Tomi Ungerer is probably the best children’s book author that you have never heard of. The film chronicle’s Ungerer’s life, his rise to fame and the moment that he disappeared from public view.
Tomi Ungerer was born in Alsace, and moved to America – the Land of Opportunity – after World War 2. He quickly moved from drawing for advertisements to writing and illustrating children’s books, to creating an adult book that would prove to be his undoing.
The film is made up of interviews with Ungerer and his contemporaries, including Where The Wild Things Are author Maurice Sendak. As well as this, the film is given shape and narrative focus through animations based on Ungerer’s work. Through interview, Ungerer talks about his life as a child, living through World War 2, and his move to the US. What emerges is the picture of a man whose suffering, paranoia and fear, combined with his love for eroticism, the slightly surreal and his utter glee at the oddest things, has made him a wonderful artist. It is the tragedy and joy of Ungerer’s life that have combined to make his work as powerful as it is.
Ungerer’s books, which take conventionally scary animals and make them relatable, made him a star in the children’s publishing world, and opened doors for authors such as Maurice Sendak to be received. As he explored the underside of children’s literature, however, Ungerer was also drawing posters that shone a light on the injustices of America, and was exploring the underside of human sexual desire. When the Fornicon was published and this was discovered, he was eventually blacklisted by publishers and librarians in the US.
Ungerer talks about his choices, on foot of the realisations that his two styles of work could not coexist in the US, to move first to Nova Scotia, then to Bantry in Cork, Ireland with honesty and candidness. The wounds that prompted his moves may have healed, but the openness with which he talks about all facets of his life makes the film feel incredibly personal. Ungerer is a natural storyteller – perhaps this explains his love of Ireland and the Irish people – and his descriptions of the wind and land in Ireland are lyrical and beautiful; “In New York I found the city I never found, but in Ireland I found the country I always wanted.”
There is a particularly moving moment where the author discusses his love for Ireland, his adopted home, a discussion that moves him to tears. Here is a man who has suffered hugely throughout his life, and he is moved to tears by the Irish people. There are those who may say that his poetic language and waxing lyrical about Ireland is a little overly sentimental, but as an adopted Irish person, I found his expressions of love and gratitude to be spot on.
Brad Bernstein brilliantly merges interviews and animation to create a rich, fascinating and incredibly moving story.
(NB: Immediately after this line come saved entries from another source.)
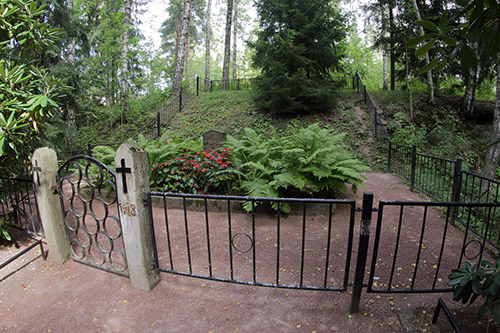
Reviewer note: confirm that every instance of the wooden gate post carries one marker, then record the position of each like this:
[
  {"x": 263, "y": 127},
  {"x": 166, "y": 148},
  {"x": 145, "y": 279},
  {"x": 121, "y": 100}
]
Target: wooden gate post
[
  {"x": 45, "y": 167},
  {"x": 364, "y": 237},
  {"x": 132, "y": 184}
]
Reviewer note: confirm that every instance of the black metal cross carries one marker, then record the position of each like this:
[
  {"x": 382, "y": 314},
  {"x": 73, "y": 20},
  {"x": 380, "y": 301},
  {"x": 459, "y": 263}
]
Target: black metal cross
[
  {"x": 123, "y": 170},
  {"x": 37, "y": 170}
]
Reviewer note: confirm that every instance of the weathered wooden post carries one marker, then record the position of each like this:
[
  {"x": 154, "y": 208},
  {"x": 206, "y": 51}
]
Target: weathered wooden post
[
  {"x": 364, "y": 237},
  {"x": 45, "y": 168},
  {"x": 132, "y": 184}
]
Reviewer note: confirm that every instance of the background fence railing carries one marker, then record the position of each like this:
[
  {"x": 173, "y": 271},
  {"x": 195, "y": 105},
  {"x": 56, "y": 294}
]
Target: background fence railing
[
  {"x": 231, "y": 84},
  {"x": 444, "y": 180},
  {"x": 379, "y": 127},
  {"x": 152, "y": 129},
  {"x": 18, "y": 205}
]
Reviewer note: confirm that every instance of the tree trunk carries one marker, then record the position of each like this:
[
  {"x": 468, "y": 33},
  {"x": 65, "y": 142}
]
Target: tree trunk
[
  {"x": 207, "y": 44},
  {"x": 124, "y": 70},
  {"x": 393, "y": 57},
  {"x": 467, "y": 104},
  {"x": 408, "y": 86},
  {"x": 181, "y": 50},
  {"x": 70, "y": 111},
  {"x": 235, "y": 35},
  {"x": 227, "y": 44},
  {"x": 430, "y": 83},
  {"x": 384, "y": 49},
  {"x": 493, "y": 151}
]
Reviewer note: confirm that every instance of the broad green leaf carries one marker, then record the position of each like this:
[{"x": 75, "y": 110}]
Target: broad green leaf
[
  {"x": 482, "y": 311},
  {"x": 449, "y": 40},
  {"x": 430, "y": 65},
  {"x": 426, "y": 48},
  {"x": 469, "y": 56},
  {"x": 443, "y": 21},
  {"x": 428, "y": 25},
  {"x": 412, "y": 43}
]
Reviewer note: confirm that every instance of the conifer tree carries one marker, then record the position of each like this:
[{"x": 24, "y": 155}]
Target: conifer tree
[{"x": 298, "y": 48}]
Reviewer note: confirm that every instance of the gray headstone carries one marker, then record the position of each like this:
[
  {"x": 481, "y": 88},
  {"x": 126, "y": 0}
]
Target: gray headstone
[
  {"x": 213, "y": 139},
  {"x": 45, "y": 167},
  {"x": 132, "y": 184}
]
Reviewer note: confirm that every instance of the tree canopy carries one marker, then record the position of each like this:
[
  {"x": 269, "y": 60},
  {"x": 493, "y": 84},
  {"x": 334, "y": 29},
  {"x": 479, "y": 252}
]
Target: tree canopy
[
  {"x": 298, "y": 47},
  {"x": 29, "y": 94}
]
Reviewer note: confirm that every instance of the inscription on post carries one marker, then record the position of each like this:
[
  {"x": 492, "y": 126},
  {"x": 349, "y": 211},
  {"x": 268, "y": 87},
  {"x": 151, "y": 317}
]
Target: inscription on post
[{"x": 128, "y": 209}]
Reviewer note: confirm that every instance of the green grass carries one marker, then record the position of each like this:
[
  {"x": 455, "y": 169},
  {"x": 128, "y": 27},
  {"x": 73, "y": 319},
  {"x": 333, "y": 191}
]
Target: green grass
[{"x": 232, "y": 111}]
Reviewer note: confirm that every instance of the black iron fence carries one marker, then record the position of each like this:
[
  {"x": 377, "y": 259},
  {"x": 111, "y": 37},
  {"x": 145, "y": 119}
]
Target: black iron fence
[
  {"x": 212, "y": 237},
  {"x": 444, "y": 180},
  {"x": 231, "y": 84},
  {"x": 64, "y": 155},
  {"x": 411, "y": 259},
  {"x": 379, "y": 127},
  {"x": 19, "y": 209},
  {"x": 18, "y": 205},
  {"x": 152, "y": 129}
]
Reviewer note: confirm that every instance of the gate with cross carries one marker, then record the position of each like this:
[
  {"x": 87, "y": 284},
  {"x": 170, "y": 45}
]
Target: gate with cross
[{"x": 87, "y": 190}]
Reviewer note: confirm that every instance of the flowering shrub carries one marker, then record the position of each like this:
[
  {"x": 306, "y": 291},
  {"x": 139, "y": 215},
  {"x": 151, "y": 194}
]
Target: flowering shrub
[{"x": 195, "y": 172}]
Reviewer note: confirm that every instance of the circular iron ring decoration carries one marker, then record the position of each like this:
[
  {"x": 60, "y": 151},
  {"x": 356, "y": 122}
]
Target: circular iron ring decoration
[
  {"x": 468, "y": 244},
  {"x": 244, "y": 236}
]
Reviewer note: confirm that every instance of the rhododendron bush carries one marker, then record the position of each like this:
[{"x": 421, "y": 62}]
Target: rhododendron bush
[{"x": 195, "y": 172}]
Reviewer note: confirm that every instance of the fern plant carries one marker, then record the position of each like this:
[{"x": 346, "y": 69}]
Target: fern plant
[{"x": 311, "y": 162}]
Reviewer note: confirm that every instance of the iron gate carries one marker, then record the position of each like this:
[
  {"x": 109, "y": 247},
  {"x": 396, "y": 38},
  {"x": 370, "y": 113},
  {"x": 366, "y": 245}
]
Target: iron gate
[
  {"x": 406, "y": 259},
  {"x": 216, "y": 239},
  {"x": 87, "y": 190}
]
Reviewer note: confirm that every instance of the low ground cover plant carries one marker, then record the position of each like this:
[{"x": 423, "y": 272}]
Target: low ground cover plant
[
  {"x": 308, "y": 162},
  {"x": 195, "y": 172},
  {"x": 479, "y": 280}
]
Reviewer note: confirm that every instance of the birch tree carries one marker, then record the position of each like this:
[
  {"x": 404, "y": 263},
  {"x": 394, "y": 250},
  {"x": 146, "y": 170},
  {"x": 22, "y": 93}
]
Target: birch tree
[
  {"x": 493, "y": 151},
  {"x": 227, "y": 43},
  {"x": 208, "y": 36},
  {"x": 235, "y": 37},
  {"x": 125, "y": 73},
  {"x": 430, "y": 83},
  {"x": 181, "y": 49}
]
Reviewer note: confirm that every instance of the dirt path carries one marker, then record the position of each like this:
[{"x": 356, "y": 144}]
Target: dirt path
[{"x": 74, "y": 297}]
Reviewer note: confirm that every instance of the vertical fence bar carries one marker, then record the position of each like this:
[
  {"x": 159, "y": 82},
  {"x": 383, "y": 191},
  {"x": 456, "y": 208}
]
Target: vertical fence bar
[
  {"x": 303, "y": 244},
  {"x": 230, "y": 233},
  {"x": 254, "y": 264},
  {"x": 158, "y": 124},
  {"x": 180, "y": 101},
  {"x": 389, "y": 156},
  {"x": 457, "y": 188},
  {"x": 278, "y": 244},
  {"x": 413, "y": 167},
  {"x": 207, "y": 228},
  {"x": 364, "y": 237},
  {"x": 197, "y": 86}
]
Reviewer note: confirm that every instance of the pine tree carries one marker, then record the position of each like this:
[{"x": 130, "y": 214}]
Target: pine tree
[
  {"x": 297, "y": 49},
  {"x": 227, "y": 43}
]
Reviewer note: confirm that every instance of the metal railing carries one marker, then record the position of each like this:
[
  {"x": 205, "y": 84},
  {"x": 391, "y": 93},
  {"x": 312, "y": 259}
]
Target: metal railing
[
  {"x": 222, "y": 242},
  {"x": 19, "y": 209},
  {"x": 379, "y": 128},
  {"x": 18, "y": 205},
  {"x": 444, "y": 180},
  {"x": 424, "y": 248},
  {"x": 231, "y": 84}
]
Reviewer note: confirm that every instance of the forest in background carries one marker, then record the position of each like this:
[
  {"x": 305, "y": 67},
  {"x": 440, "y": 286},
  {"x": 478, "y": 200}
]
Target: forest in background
[{"x": 67, "y": 65}]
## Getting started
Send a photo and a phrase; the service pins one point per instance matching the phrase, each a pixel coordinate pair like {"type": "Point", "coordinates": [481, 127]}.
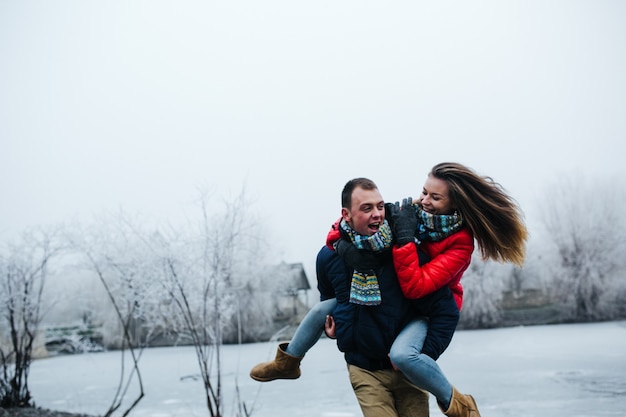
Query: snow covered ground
{"type": "Point", "coordinates": [541, 371]}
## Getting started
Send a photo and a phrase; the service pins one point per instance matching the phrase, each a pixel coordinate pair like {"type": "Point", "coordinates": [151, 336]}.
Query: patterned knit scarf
{"type": "Point", "coordinates": [364, 288]}
{"type": "Point", "coordinates": [436, 227]}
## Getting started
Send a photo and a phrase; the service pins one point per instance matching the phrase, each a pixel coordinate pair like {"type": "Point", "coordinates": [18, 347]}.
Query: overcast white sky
{"type": "Point", "coordinates": [134, 104]}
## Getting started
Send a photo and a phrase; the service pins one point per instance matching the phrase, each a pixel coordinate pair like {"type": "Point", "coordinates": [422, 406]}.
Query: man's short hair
{"type": "Point", "coordinates": [346, 194]}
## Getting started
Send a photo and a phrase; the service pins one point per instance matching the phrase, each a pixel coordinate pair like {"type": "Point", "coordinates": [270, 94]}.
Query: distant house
{"type": "Point", "coordinates": [288, 285]}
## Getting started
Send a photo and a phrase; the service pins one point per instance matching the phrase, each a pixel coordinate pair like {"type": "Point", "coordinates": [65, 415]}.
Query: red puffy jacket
{"type": "Point", "coordinates": [449, 258]}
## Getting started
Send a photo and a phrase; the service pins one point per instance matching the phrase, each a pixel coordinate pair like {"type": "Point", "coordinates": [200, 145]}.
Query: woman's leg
{"type": "Point", "coordinates": [286, 364]}
{"type": "Point", "coordinates": [406, 354]}
{"type": "Point", "coordinates": [311, 328]}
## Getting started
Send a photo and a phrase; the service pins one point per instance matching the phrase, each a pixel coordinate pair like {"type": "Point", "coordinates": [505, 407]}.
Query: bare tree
{"type": "Point", "coordinates": [112, 256]}
{"type": "Point", "coordinates": [204, 276]}
{"type": "Point", "coordinates": [483, 283]}
{"type": "Point", "coordinates": [584, 221]}
{"type": "Point", "coordinates": [24, 268]}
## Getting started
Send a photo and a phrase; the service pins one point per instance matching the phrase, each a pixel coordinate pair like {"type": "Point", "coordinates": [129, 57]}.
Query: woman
{"type": "Point", "coordinates": [456, 206]}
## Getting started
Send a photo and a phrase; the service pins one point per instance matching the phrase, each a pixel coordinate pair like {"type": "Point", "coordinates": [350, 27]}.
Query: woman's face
{"type": "Point", "coordinates": [434, 198]}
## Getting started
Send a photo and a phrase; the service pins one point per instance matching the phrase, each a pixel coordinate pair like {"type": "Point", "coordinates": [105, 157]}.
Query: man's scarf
{"type": "Point", "coordinates": [364, 288]}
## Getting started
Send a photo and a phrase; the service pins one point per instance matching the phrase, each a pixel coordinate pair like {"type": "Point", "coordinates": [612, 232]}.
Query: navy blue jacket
{"type": "Point", "coordinates": [364, 333]}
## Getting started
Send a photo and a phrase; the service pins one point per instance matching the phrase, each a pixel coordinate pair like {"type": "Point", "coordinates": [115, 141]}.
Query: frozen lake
{"type": "Point", "coordinates": [540, 371]}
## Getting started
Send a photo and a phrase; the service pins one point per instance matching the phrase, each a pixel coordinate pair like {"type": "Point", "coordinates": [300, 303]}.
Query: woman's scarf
{"type": "Point", "coordinates": [436, 227]}
{"type": "Point", "coordinates": [364, 288]}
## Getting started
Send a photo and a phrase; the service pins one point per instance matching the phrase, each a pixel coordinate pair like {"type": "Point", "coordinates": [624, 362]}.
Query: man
{"type": "Point", "coordinates": [371, 309]}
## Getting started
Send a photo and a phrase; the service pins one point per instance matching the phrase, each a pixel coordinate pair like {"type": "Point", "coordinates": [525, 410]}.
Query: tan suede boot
{"type": "Point", "coordinates": [461, 405]}
{"type": "Point", "coordinates": [284, 366]}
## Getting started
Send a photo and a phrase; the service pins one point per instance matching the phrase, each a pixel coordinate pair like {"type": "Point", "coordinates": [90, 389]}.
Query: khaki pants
{"type": "Point", "coordinates": [387, 393]}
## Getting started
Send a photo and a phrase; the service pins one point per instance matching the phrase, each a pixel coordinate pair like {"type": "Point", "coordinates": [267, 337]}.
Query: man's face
{"type": "Point", "coordinates": [367, 213]}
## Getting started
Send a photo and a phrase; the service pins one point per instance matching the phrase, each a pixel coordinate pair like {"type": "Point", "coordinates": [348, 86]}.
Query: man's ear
{"type": "Point", "coordinates": [345, 214]}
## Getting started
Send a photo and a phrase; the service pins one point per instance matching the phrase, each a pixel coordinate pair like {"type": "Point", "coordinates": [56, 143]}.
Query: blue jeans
{"type": "Point", "coordinates": [419, 368]}
{"type": "Point", "coordinates": [311, 328]}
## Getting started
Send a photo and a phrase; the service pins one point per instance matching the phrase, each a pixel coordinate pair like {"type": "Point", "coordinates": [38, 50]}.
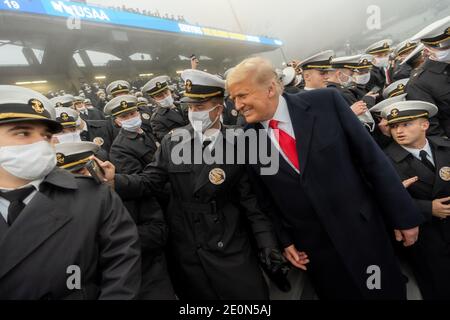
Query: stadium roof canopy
{"type": "Point", "coordinates": [69, 41]}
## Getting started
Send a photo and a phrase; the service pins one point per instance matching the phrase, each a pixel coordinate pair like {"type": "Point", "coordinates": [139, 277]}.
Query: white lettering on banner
{"type": "Point", "coordinates": [190, 29]}
{"type": "Point", "coordinates": [80, 11]}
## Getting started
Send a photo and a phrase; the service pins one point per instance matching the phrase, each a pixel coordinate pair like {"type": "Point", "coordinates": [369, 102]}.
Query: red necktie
{"type": "Point", "coordinates": [286, 142]}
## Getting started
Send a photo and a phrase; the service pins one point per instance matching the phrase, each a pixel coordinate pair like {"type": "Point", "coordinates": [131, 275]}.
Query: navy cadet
{"type": "Point", "coordinates": [85, 112]}
{"type": "Point", "coordinates": [402, 70]}
{"type": "Point", "coordinates": [134, 147]}
{"type": "Point", "coordinates": [63, 236]}
{"type": "Point", "coordinates": [427, 161]}
{"type": "Point", "coordinates": [395, 89]}
{"type": "Point", "coordinates": [340, 77]}
{"type": "Point", "coordinates": [290, 80]}
{"type": "Point", "coordinates": [97, 131]}
{"type": "Point", "coordinates": [431, 81]}
{"type": "Point", "coordinates": [382, 133]}
{"type": "Point", "coordinates": [167, 116]}
{"type": "Point", "coordinates": [379, 77]}
{"type": "Point", "coordinates": [117, 88]}
{"type": "Point", "coordinates": [315, 70]}
{"type": "Point", "coordinates": [146, 213]}
{"type": "Point", "coordinates": [209, 241]}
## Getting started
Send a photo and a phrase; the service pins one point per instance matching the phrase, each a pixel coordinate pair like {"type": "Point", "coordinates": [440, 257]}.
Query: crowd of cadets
{"type": "Point", "coordinates": [188, 234]}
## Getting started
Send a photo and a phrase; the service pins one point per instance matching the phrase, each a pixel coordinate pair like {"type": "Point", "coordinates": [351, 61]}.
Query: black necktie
{"type": "Point", "coordinates": [206, 143]}
{"type": "Point", "coordinates": [423, 157]}
{"type": "Point", "coordinates": [16, 198]}
{"type": "Point", "coordinates": [84, 135]}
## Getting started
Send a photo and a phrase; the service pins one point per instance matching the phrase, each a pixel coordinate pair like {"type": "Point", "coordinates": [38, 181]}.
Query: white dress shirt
{"type": "Point", "coordinates": [416, 152]}
{"type": "Point", "coordinates": [282, 116]}
{"type": "Point", "coordinates": [4, 204]}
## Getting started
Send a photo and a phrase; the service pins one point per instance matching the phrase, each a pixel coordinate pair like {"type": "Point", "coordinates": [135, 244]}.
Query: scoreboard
{"type": "Point", "coordinates": [82, 12]}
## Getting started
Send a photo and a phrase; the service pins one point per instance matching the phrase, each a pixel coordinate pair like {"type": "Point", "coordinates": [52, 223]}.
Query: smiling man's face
{"type": "Point", "coordinates": [255, 102]}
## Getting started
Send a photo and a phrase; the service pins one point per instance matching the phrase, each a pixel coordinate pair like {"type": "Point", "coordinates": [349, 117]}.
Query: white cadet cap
{"type": "Point", "coordinates": [436, 35]}
{"type": "Point", "coordinates": [413, 55]}
{"type": "Point", "coordinates": [18, 104]}
{"type": "Point", "coordinates": [67, 117]}
{"type": "Point", "coordinates": [63, 101]}
{"type": "Point", "coordinates": [121, 104]}
{"type": "Point", "coordinates": [73, 156]}
{"type": "Point", "coordinates": [142, 102]}
{"type": "Point", "coordinates": [380, 47]}
{"type": "Point", "coordinates": [347, 62]}
{"type": "Point", "coordinates": [118, 87]}
{"type": "Point", "coordinates": [405, 46]}
{"type": "Point", "coordinates": [408, 110]}
{"type": "Point", "coordinates": [376, 109]}
{"type": "Point", "coordinates": [396, 88]}
{"type": "Point", "coordinates": [156, 85]}
{"type": "Point", "coordinates": [201, 86]}
{"type": "Point", "coordinates": [289, 76]}
{"type": "Point", "coordinates": [319, 61]}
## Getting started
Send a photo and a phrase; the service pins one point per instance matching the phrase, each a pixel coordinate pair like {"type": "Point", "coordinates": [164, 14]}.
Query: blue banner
{"type": "Point", "coordinates": [102, 15]}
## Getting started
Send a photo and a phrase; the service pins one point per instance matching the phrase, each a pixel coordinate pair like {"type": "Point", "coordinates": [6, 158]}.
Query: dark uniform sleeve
{"type": "Point", "coordinates": [149, 181]}
{"type": "Point", "coordinates": [152, 227]}
{"type": "Point", "coordinates": [125, 161]}
{"type": "Point", "coordinates": [160, 130]}
{"type": "Point", "coordinates": [378, 170]}
{"type": "Point", "coordinates": [120, 260]}
{"type": "Point", "coordinates": [259, 222]}
{"type": "Point", "coordinates": [267, 206]}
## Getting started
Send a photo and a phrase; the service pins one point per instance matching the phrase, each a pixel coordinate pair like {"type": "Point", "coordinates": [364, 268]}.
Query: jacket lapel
{"type": "Point", "coordinates": [303, 124]}
{"type": "Point", "coordinates": [441, 159]}
{"type": "Point", "coordinates": [39, 220]}
{"type": "Point", "coordinates": [204, 169]}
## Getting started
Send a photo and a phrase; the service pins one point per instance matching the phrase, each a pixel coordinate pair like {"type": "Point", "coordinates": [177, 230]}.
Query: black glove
{"type": "Point", "coordinates": [276, 267]}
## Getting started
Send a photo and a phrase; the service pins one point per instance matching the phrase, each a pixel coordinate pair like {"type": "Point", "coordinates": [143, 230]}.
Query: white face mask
{"type": "Point", "coordinates": [29, 162]}
{"type": "Point", "coordinates": [200, 120]}
{"type": "Point", "coordinates": [441, 55]}
{"type": "Point", "coordinates": [347, 82]}
{"type": "Point", "coordinates": [381, 62]}
{"type": "Point", "coordinates": [362, 78]}
{"type": "Point", "coordinates": [69, 137]}
{"type": "Point", "coordinates": [132, 125]}
{"type": "Point", "coordinates": [167, 102]}
{"type": "Point", "coordinates": [82, 110]}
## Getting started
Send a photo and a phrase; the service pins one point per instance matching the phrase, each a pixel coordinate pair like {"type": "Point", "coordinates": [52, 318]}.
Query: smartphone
{"type": "Point", "coordinates": [96, 171]}
{"type": "Point", "coordinates": [375, 89]}
{"type": "Point", "coordinates": [194, 58]}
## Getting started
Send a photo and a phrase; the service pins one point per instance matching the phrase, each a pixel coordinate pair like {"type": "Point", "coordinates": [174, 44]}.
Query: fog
{"type": "Point", "coordinates": [305, 27]}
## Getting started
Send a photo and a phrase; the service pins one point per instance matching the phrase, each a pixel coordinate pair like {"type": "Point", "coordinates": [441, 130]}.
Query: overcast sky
{"type": "Point", "coordinates": [305, 26]}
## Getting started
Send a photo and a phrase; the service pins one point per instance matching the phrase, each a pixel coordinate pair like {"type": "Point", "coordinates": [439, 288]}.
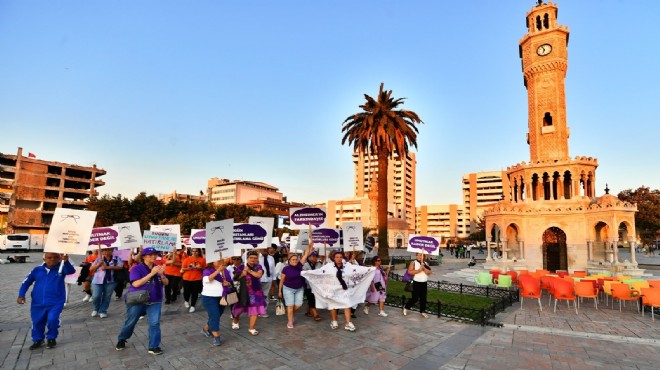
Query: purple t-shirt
{"type": "Point", "coordinates": [293, 278]}
{"type": "Point", "coordinates": [156, 286]}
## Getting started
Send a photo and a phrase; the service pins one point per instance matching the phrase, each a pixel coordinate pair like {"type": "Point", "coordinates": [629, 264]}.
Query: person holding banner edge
{"type": "Point", "coordinates": [47, 297]}
{"type": "Point", "coordinates": [143, 276]}
{"type": "Point", "coordinates": [292, 284]}
{"type": "Point", "coordinates": [420, 270]}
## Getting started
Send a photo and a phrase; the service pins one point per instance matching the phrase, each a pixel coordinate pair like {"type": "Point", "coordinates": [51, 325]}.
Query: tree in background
{"type": "Point", "coordinates": [647, 218]}
{"type": "Point", "coordinates": [384, 130]}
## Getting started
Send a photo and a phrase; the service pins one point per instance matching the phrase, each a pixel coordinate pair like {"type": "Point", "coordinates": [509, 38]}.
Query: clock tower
{"type": "Point", "coordinates": [544, 55]}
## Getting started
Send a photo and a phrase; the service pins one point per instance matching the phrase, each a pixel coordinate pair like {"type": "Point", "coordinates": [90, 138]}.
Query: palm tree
{"type": "Point", "coordinates": [382, 129]}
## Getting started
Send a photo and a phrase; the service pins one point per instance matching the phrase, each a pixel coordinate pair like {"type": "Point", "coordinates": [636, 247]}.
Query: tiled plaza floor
{"type": "Point", "coordinates": [529, 339]}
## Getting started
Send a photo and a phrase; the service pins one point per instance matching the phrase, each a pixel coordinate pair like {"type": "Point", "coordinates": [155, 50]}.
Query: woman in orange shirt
{"type": "Point", "coordinates": [173, 272]}
{"type": "Point", "coordinates": [192, 278]}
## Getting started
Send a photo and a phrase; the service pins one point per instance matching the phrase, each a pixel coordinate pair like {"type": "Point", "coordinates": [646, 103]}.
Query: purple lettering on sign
{"type": "Point", "coordinates": [308, 216]}
{"type": "Point", "coordinates": [327, 236]}
{"type": "Point", "coordinates": [424, 243]}
{"type": "Point", "coordinates": [103, 236]}
{"type": "Point", "coordinates": [199, 237]}
{"type": "Point", "coordinates": [249, 234]}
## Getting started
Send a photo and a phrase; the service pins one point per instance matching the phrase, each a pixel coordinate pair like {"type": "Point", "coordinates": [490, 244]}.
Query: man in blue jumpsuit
{"type": "Point", "coordinates": [48, 296]}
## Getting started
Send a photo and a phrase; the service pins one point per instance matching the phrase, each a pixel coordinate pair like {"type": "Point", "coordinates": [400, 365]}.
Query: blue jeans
{"type": "Point", "coordinates": [101, 295]}
{"type": "Point", "coordinates": [133, 313]}
{"type": "Point", "coordinates": [214, 310]}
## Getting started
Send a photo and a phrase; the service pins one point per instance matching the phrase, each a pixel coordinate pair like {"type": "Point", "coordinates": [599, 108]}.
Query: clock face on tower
{"type": "Point", "coordinates": [544, 49]}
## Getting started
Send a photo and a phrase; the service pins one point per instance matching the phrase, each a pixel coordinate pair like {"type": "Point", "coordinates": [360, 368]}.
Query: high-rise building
{"type": "Point", "coordinates": [481, 190]}
{"type": "Point", "coordinates": [401, 180]}
{"type": "Point", "coordinates": [32, 188]}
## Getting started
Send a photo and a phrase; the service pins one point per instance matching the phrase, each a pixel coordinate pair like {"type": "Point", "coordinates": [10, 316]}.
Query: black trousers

Interviews are carefully used to enhance the story, and the animation strikes the right balance to give the audience a taste of Ungerer’s work. Ungerer is a wonderful subject; never blaming anyone for past hurt, but accepting it as the fabric of his life. He comes across as a man who knows and has expressed his inner, dark self as well as the light and playful side of his nature. For this reason, the audience is invested with Ungerer, and when he triumphs, the audience feels it with him.
Far Out Isn’t Far Enough is a wonderful exploration of the work of Tomi Ungerer, as well as an examination of love, fear, paranoia and glee through the lens of his work. Ungerer himself is a wonderful storyteller, but Berstein’s use of animation serves to enhance and dramatise his stories.